Ist das schon Pfingsten?

Ein Wort zum Pfingstmontag, dem 24. Mai 2021

VON CORNELIA SENG

„Dass dir auch immer wieder was einfällt“, sagt eine Freundin am Telefon. Wir sprechen über das „Wort zum Montag“. „Das wundert mich auch“, antworte ich ehrlich. Vielleicht fällt mir irgendwann mal nichts mehr ein. Aber gerade jetzt zum Pfingstfest? Ich habe keine Verpflichtung, immer einen Text „abzuliefern“, bin keine berufliche Schreiberin. Ich muss nicht zu allem und jedem etwas sagen können. Und ich habe keine Texte auf Halde. Ich reflektiere meinen Alltag, meinen Alltag „vor Gott und den Menschen“. Meinen Alltag im Ruhestand und in Pandemie-Zeiten. Viel ist nicht los. Was kann ich also in dieser Woche schreiben?

Gestern habe ich mit zwei weiteren OMAS GEGEN RECHTS die Gedenktafel für die während der Nazi-Zeit entehrte und dann zerstörte Synagoge hier in Kassel geputzt. Thilda hat einen Kanister Wasser mitgebracht, auch Putzmittel und Nitro-Lösung, um die Farbschmierereien abzukriegen. Während wir putzen, bleiben zwei Schuljungen stehen und erkundigen sich nach der Religion, um die es da geht. „Hier stand ein Gebetshaus der Juden“, sage ich. Thilda erklärt ihnen geduldig, warum es uns wichtig ist, dass jeder seine eigene Religion haben darf und keiner deshalb beleidigt und beschimpft wird. „Das hat uns unsere Lehrerin auch erklärt“, sagt einer der Jungen. Sie nicken zustimmend, verabschieden sich freundlich und kauen weiter an ihrem Brötchen.

Nach der Putzaktion gehen wir rüber zur neuen Synagoge und schließen uns der Mahnwache vor dem Shabbat-Gottesdienst an. Die Mahnwache ist ein Zeichen an die jüdische Gemeinde, dass wir uns mit ihr verbunden und auch verpflichtet fühlen. „Und sie tut auch uns gut“, sagt der Dekan, der sie organisiert hat. Die neuerlichen Angriffe auf Juden und Synagogen haben uns aufgeschreckt. Nicht wieder in Deutschland! Und sonst auch nirgendwo.

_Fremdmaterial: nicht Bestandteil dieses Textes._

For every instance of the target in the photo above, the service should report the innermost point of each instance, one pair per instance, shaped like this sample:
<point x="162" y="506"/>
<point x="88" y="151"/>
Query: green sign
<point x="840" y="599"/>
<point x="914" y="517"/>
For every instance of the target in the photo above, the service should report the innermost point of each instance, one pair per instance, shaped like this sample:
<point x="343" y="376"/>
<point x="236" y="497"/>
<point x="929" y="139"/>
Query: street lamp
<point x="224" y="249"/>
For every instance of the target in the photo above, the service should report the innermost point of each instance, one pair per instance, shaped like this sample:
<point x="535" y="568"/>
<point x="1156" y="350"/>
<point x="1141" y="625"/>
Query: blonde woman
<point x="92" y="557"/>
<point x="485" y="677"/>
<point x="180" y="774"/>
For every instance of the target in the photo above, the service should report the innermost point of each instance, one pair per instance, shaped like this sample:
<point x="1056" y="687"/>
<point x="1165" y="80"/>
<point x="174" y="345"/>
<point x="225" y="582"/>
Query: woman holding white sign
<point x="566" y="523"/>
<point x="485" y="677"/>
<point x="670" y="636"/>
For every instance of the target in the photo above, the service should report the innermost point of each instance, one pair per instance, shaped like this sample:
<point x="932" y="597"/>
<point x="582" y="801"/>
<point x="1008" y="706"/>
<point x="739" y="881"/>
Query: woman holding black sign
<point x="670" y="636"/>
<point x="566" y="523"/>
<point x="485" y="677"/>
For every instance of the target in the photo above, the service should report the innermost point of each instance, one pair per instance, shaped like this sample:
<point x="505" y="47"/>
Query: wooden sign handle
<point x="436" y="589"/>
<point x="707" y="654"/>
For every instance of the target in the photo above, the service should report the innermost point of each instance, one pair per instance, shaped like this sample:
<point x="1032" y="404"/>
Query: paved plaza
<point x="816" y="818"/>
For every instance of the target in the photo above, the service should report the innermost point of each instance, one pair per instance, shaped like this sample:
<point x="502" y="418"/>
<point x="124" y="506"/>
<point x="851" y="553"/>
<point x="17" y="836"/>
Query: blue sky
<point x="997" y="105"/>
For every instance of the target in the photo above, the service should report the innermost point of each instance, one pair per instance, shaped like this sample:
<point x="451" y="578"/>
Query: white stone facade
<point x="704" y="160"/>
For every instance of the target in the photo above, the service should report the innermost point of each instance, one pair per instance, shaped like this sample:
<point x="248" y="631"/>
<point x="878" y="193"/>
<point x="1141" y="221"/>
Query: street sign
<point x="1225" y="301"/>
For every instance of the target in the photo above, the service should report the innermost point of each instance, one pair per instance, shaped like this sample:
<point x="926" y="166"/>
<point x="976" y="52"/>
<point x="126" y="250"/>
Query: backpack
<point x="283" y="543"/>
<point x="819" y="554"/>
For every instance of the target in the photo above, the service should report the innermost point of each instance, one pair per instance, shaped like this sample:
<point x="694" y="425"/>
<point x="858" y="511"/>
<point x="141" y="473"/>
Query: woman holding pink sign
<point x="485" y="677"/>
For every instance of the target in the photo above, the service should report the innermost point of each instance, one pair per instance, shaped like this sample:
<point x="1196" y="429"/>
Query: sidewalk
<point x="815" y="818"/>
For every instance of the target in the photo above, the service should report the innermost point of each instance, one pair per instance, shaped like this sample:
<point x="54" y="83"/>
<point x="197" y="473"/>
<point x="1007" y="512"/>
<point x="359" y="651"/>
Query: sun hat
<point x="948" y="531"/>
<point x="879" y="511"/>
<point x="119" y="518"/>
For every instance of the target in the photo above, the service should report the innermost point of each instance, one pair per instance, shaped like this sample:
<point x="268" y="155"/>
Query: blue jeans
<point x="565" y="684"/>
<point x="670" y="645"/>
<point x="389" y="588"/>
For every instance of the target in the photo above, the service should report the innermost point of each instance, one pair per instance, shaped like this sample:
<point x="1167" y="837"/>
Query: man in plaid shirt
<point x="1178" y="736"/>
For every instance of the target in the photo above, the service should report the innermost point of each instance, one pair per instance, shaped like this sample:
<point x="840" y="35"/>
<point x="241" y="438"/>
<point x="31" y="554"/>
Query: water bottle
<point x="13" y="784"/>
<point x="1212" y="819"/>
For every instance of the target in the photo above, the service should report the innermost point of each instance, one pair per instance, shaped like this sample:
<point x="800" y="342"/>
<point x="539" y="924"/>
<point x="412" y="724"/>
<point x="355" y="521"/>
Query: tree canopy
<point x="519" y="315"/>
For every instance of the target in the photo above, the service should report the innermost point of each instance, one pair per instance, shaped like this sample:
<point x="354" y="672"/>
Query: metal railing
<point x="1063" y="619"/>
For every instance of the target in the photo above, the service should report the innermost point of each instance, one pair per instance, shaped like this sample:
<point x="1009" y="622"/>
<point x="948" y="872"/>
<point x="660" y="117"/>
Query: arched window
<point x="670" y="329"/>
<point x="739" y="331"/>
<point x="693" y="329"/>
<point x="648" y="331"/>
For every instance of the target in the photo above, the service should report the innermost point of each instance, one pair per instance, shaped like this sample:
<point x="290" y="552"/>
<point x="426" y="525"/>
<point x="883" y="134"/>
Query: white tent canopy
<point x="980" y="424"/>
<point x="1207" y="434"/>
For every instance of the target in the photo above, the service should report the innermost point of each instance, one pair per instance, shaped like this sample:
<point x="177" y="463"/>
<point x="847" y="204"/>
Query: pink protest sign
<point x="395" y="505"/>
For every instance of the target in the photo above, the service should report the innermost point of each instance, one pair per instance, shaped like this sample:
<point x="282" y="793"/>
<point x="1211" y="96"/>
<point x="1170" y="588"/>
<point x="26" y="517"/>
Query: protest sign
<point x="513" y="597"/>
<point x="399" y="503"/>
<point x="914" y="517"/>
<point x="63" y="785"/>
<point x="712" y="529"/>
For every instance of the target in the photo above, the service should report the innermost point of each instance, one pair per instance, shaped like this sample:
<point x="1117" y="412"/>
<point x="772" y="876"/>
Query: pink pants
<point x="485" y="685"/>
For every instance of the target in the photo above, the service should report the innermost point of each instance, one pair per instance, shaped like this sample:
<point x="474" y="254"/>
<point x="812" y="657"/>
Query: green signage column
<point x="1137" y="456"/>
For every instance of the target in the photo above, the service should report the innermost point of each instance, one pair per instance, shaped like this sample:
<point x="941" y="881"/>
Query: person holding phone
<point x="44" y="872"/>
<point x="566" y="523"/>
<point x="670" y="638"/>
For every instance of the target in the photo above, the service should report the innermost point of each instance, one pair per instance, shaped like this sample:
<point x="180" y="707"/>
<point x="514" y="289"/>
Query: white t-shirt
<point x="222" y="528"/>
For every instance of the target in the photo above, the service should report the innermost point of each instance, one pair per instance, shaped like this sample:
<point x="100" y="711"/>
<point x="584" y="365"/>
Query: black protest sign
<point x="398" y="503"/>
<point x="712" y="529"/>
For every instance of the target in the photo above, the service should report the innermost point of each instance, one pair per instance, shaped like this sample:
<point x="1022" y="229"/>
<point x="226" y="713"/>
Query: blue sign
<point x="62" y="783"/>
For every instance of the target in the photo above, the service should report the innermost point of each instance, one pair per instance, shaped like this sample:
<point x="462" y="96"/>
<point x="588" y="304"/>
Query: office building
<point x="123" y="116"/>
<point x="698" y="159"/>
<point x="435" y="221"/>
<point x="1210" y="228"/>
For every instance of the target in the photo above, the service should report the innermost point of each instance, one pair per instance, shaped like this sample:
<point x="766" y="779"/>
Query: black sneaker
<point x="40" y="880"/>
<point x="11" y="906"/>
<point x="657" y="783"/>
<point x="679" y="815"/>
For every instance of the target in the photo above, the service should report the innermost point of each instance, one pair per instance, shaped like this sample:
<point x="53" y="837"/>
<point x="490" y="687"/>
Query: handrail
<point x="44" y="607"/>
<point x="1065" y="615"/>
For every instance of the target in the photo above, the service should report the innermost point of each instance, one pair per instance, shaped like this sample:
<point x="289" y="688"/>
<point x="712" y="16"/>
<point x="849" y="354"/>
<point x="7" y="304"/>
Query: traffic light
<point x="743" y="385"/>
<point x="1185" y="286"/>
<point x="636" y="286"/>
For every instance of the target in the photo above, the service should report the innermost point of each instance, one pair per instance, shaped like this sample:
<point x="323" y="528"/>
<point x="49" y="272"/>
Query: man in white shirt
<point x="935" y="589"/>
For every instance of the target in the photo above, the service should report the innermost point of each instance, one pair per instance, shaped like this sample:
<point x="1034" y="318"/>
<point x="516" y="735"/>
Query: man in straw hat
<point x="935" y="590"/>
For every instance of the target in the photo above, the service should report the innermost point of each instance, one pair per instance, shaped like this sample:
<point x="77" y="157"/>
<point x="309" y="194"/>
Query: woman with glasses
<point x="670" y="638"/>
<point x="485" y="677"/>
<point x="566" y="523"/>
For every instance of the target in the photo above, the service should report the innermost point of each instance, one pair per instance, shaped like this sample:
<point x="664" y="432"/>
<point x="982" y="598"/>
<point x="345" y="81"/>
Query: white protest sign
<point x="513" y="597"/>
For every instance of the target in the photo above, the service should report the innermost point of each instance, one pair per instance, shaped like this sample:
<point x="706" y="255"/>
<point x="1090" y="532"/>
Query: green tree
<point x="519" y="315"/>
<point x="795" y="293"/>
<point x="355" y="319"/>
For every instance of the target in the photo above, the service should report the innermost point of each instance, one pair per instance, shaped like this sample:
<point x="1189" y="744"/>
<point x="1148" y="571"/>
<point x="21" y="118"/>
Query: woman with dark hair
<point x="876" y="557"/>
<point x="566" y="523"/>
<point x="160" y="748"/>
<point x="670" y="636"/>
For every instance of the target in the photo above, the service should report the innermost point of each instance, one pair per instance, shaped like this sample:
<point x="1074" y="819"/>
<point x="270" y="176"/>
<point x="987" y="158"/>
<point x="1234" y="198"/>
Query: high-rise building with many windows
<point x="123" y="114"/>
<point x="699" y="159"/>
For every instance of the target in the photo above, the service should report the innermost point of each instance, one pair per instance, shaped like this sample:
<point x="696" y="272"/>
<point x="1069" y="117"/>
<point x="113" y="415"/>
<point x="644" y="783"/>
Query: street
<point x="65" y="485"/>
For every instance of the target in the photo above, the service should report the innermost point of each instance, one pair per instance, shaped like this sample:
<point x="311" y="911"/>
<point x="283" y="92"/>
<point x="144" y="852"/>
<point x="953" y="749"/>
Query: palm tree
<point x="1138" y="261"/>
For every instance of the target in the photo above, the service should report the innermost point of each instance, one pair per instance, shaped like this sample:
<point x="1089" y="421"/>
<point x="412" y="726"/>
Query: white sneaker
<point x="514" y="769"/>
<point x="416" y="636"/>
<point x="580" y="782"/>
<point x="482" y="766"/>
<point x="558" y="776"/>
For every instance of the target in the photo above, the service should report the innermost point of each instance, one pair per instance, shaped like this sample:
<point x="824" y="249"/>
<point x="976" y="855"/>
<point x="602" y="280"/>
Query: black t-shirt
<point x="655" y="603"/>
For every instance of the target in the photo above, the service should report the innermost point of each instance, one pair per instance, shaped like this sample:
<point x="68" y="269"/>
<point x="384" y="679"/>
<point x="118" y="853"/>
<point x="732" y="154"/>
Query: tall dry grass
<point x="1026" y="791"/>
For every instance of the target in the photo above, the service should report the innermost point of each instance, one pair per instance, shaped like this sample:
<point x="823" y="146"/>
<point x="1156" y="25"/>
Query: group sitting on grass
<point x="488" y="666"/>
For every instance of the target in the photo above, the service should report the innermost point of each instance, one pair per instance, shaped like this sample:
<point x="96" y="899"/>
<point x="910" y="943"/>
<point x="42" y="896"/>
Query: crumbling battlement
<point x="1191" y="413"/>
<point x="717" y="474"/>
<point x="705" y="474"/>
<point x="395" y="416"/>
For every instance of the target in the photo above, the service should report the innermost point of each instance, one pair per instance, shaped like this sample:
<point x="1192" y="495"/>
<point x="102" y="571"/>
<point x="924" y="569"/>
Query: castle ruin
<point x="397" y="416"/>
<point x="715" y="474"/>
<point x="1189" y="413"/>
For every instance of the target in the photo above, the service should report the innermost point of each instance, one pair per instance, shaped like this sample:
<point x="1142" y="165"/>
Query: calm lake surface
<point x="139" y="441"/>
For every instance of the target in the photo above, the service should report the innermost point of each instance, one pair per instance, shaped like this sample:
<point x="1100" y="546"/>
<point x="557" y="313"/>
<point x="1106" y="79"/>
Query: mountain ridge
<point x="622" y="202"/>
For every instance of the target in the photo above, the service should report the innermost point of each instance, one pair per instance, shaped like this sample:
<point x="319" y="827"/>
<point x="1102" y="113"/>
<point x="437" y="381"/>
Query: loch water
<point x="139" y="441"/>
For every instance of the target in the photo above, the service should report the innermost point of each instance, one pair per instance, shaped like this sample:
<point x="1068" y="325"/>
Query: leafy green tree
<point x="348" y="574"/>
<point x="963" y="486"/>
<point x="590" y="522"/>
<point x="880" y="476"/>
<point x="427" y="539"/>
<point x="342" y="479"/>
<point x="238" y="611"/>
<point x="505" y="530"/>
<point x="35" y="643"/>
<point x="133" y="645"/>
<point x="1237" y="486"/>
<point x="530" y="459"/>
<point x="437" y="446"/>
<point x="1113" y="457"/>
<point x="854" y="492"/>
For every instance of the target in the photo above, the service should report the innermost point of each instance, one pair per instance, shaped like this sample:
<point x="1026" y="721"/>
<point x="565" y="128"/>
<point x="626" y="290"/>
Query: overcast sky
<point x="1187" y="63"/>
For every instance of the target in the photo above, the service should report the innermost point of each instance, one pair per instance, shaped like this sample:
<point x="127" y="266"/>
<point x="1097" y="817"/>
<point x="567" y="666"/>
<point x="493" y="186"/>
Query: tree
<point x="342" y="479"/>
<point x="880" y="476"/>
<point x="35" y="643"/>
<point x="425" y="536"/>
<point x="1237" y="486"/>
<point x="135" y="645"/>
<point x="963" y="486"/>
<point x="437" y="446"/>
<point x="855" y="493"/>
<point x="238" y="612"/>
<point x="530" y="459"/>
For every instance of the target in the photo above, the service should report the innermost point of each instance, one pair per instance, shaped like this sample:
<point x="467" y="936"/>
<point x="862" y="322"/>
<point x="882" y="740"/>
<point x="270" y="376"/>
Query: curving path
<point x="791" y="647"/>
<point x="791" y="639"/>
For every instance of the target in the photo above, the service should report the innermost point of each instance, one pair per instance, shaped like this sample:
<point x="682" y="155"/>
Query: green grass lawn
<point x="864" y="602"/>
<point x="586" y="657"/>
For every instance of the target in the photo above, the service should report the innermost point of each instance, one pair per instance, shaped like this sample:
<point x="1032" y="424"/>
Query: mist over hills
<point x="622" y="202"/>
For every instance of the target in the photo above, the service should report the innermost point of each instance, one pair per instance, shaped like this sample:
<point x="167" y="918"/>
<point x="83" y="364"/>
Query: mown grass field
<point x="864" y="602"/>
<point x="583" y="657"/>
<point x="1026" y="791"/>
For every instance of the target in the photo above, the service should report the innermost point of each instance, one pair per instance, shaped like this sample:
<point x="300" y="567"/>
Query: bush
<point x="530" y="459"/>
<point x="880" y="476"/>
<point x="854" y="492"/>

Die OMAS GEGEN RECHTS machen etwa die Hälfte der Teilnehmenden der Mahnwache aus. Trotz der Pandemie und dem verordneten Rückzug sind wir gewachsen. Die wöchentlichen online-Treffen haben uns Zusammenhalt gegeben. Wir freuen uns über die Gelegenheit, uns bei der Mahnwache im richtigen Leben sehen zu können. Das gemeinsame Einstehen für die Menschenwürde ermutigt. Wir sind trotz der schwierigen Zeit tatsächlich eine Gruppe geworden!

Auch von den Umstehenden kennt inzwischen jeder die OMAS GEGEN RECHTS. Damit habe ich vor gut einem Jahr überhaupt nicht gerechnet. Zufrieden mache ich mich auf den Heimweg.

Lohnt es sich, darüber zu berichten? Ich weiß es nicht. Jedenfalls tröstet und ermutigt es mich.

Und ich fühle mich eingeschlossen in das Gebet des Apostels Paulus, der für die Gemeinde in Rom um Erfüllung mit „aller Freude und Frieden“ bittet durch die Kraft des Heiligen Geistes. (Rö 15, 13).